The candidate may have over-reached when she declined the VP slot in favor of the Presidency. She would have been a slam-dunk for the former. She would not have to worry about the various threats to her candidacy. She would have been the presumptive President in 2022. She could have learnt the ropes. She could have just gone for the ride.

She rejected the offer, swayed by her poll numbers. She may have been convinced by Chiz to run for President so he could run for the Vice-Presidency. A two term Senator who is not eligible for re-election, he needs a platform to stay in the political game.

The candidate has committed some rookie mistakes. Her awkward response to the Iglesia affair returned to bite her. By and large, however, she has remained centered and continues to do well in the polls.


As the frontrunner, the candidate is into diminishing returns. She shares the honesty space with two other candidates so not much left there. To grow she must deepen her policy credentials and strengthen her image as a strong and decisive leader, a territory now owned by Duterte.

Otherwise, the challenge lies in translating her popularity into actual votes in May. This means money, logistics, and mobilizing her ground troops, stuff which as an independent without a party machinery; is difficult.


The candidate’s biggest threat is of disqualification. She won the Senatorial Election Tribunal vote by a political 5-4 with the 3 SC Justices and Nancy Binay voting against. However she was disqualified by the 3-person COMELEC Second Division. She can appeal to the 7-person Commission but she would have to garner all 4 remaining votes, a tough proposition.

She could appeal to the 15-member Supreme Court minus the three SET Justices who must recluse themselves. That the latter unanimously voted against her does not augur well especially since, unlike in the SET, the case will now be determined purely on the legal merits. She could lose her Senate seat if disqualified based on natural-borness.

With the clock running down, the candidate’s other threat will be her ability to financially and logistically sustain her campaign with the uncertainties of her case.

The entry of Duterte will take from her support. He represents another option for those unhappy with Binay and Mar.

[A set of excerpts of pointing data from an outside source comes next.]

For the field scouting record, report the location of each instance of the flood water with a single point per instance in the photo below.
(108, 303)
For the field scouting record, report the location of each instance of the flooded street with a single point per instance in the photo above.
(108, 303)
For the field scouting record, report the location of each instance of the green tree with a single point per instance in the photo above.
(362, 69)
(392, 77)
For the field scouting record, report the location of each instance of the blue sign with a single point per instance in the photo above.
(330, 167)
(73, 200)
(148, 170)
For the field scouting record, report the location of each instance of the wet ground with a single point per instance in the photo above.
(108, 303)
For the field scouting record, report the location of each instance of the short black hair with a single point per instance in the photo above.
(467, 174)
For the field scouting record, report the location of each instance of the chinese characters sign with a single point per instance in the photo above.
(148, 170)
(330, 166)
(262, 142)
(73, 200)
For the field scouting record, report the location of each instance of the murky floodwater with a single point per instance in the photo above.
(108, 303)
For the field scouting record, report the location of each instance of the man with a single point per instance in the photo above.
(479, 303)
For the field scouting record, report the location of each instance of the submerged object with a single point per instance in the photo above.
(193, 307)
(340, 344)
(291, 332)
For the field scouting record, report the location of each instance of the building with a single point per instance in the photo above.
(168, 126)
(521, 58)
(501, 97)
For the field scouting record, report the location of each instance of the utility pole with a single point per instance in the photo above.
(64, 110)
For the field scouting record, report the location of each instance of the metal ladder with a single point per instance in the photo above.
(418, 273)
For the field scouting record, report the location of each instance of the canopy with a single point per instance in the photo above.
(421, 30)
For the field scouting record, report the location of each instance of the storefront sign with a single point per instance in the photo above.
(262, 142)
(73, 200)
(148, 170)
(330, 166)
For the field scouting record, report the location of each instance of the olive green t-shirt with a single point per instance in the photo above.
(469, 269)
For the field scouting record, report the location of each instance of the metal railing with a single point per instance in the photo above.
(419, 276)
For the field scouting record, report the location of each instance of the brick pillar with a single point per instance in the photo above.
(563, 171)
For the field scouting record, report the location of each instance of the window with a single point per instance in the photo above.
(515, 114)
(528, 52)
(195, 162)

If the candidate was a stock she would be rated as worthy but fully valued. There is not much more room for growth. On the other hand, the risks of disqualification have risen. The candidate could take her case to the people hoping to influence the SC.

She will remain a force even if disqualified. If she cannot be Queen she still would be a powerful king-maker. With Nancy having voted against her at the SET and Duterte objecting to her candidacy, she could well endorse Mar unless she believes the LP instigated her ouster. Her opponents might want to again be nice to her.